I wish you, who possess loco-motive powers<2> would a little oftener turn them in this direction – for I feel the not seeing any of you to be very dreary. Do tell me about Lady Elisabeth & Lady Valletort <3> as well as about yourself, wife and babes –<4> for I long to hear something.

I have not yet read your book nor can conceive what has become of it – I mean of my copy of it. See it I certainly did, when on the wing to Ireland, and suppose take for granted it must have been at Longman’s, where I suppose it is now lying – uncut, unread, but not therefore “unhonoured”, for I could answer for its being good, and shall, I hope, make it answer for itself ere long.<5>

Kind regards to all yours

from another Yours most truly [illegible deletion]
Thomas Moore

Henry F. Talbot Esqre
Lacock Abbey
Chippenham


Notes:

1. Sloperton Cottage, Wiltshire, 1 mi E of Lacock, Moore's home.

2. The word, from the Latin locomotivus, long pre-dated mechanized travel. While Moore was well aware of WHFT's keen interest in the newly emerging railways, here he was suggesting that WHFT use his ability to move by his own power to come visit at Sloperton. In an 11 June 1838 letter to WHFT's mother, Lady Elisabeth Feilding, Moore said "Tell Talbot if he will undertake a rail-road journey over England (at least wherever there are rail-roads, for I am not unreasonable) and write me such clever letters at every stopping-place, I'll insure him a good round sum for the copy right of his Epistles." Fox Talbot Collection, The British Library, LA38-17.
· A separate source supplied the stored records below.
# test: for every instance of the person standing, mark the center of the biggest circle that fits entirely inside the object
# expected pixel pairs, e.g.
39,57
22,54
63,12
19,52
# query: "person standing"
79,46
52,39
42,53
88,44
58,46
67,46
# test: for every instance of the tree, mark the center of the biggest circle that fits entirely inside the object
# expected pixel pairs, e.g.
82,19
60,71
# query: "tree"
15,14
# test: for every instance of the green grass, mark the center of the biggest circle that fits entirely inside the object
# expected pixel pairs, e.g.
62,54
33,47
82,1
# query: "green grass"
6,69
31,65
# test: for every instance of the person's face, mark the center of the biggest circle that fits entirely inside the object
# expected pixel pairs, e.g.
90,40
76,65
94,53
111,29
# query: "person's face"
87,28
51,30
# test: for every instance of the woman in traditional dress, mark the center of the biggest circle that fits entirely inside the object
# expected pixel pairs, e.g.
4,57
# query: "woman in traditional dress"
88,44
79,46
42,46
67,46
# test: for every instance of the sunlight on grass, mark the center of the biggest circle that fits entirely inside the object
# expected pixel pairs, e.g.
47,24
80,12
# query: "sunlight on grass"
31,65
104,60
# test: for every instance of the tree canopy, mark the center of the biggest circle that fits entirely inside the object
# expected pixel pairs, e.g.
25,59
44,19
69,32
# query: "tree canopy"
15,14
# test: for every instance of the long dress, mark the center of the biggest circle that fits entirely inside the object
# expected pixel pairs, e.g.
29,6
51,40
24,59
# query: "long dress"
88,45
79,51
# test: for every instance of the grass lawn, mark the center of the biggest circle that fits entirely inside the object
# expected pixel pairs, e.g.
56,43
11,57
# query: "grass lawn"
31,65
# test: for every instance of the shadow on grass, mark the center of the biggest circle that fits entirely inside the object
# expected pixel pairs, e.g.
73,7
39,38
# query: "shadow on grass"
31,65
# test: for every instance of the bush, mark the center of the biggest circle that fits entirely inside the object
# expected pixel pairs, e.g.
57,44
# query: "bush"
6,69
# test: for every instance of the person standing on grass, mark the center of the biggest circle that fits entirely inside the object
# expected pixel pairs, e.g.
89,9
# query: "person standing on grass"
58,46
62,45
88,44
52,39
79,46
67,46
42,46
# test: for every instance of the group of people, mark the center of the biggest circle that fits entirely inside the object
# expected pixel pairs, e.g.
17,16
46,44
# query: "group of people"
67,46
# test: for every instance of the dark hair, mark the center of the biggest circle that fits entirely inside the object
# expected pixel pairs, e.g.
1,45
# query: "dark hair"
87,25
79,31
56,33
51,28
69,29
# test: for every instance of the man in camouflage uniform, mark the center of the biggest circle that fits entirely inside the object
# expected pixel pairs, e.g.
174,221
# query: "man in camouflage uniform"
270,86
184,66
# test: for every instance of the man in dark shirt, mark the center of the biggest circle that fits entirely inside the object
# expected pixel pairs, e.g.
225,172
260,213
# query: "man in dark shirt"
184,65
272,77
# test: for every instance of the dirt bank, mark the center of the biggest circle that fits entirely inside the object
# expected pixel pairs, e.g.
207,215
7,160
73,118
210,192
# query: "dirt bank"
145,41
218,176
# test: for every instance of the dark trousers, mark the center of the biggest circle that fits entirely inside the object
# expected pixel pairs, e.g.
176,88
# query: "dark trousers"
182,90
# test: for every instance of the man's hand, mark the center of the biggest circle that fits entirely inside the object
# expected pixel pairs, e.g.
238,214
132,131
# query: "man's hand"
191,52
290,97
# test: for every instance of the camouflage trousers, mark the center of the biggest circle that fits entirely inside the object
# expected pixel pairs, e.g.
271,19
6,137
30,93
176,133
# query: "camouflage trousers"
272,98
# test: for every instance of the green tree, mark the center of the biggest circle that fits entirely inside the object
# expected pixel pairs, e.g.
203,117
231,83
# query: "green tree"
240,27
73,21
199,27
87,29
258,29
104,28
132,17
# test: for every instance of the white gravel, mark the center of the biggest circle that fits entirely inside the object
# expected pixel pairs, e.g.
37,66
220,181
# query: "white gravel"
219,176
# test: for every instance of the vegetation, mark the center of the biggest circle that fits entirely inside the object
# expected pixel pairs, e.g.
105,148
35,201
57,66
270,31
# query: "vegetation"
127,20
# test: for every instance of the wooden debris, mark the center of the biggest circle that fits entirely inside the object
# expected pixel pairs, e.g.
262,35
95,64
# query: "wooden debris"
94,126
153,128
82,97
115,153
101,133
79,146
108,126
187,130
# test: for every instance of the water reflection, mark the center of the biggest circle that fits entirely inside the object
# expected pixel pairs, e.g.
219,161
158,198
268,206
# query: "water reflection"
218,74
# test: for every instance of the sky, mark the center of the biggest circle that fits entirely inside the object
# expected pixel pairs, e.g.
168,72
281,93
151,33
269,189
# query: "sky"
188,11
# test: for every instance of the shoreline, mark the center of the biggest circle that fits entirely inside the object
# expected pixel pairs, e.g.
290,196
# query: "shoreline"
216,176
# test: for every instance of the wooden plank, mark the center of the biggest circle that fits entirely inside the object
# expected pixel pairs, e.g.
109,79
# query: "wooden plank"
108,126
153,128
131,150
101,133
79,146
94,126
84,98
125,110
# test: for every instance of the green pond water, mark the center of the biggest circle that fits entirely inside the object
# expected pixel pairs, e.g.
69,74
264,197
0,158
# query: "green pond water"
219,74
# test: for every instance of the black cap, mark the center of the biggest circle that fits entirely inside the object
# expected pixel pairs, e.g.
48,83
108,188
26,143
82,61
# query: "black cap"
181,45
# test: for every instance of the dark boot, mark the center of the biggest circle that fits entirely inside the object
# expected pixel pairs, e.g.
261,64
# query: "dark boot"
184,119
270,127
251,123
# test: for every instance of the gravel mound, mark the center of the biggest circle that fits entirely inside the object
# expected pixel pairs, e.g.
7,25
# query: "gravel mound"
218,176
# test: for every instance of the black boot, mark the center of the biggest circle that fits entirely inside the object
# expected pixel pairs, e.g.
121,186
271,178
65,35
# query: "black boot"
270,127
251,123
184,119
3. Constance Talbot, née Mundy (30 Jan 1811 - 9 Sep 1880), m. WHFT 20 Dec 1832. By this time, they had two daughters: Ela Theresa Talbot (25 Apr 1835 - 25 Apr 1893) and Rosamond Constance Talbot (16 Mar 1837 - 7 May 1906), 'Rose'; 'Monie'; artist, died & buried at San Remo, Italy, with a memorial at Lacock.

4. Lady Elisabeth Theresa Feilding, née Fox Strangways, first m Talbot (1773–1846), WHFT’s mother, and Caroline Augusta Edgcumbe, née Feilding, Lady Mt Edgcumbe (1808–1881); WHFT’s half-sister; she was Lady Valletort until her husband succeeded as 3rd Earl on 26 September 1839.

5. WHFT, Hermes, or Classical and Antiquarian Researches, No. 1 (London: Longman, Orme, Brown, Green & Longmans, 1838). At this time, most books were supplied in simple printed wrappers, designed so that the purchaser could take the book to his binder and have it matched to the rest of his library. The folded printed sheets (signatures) were usually left 'uncut' on the edges in order to allow for trimming in binding. 'Unread but not unhonoured' refers to Sir Walter Scott’s Lay of the Last Minstrel: "Unwept, unhonoured and unsung."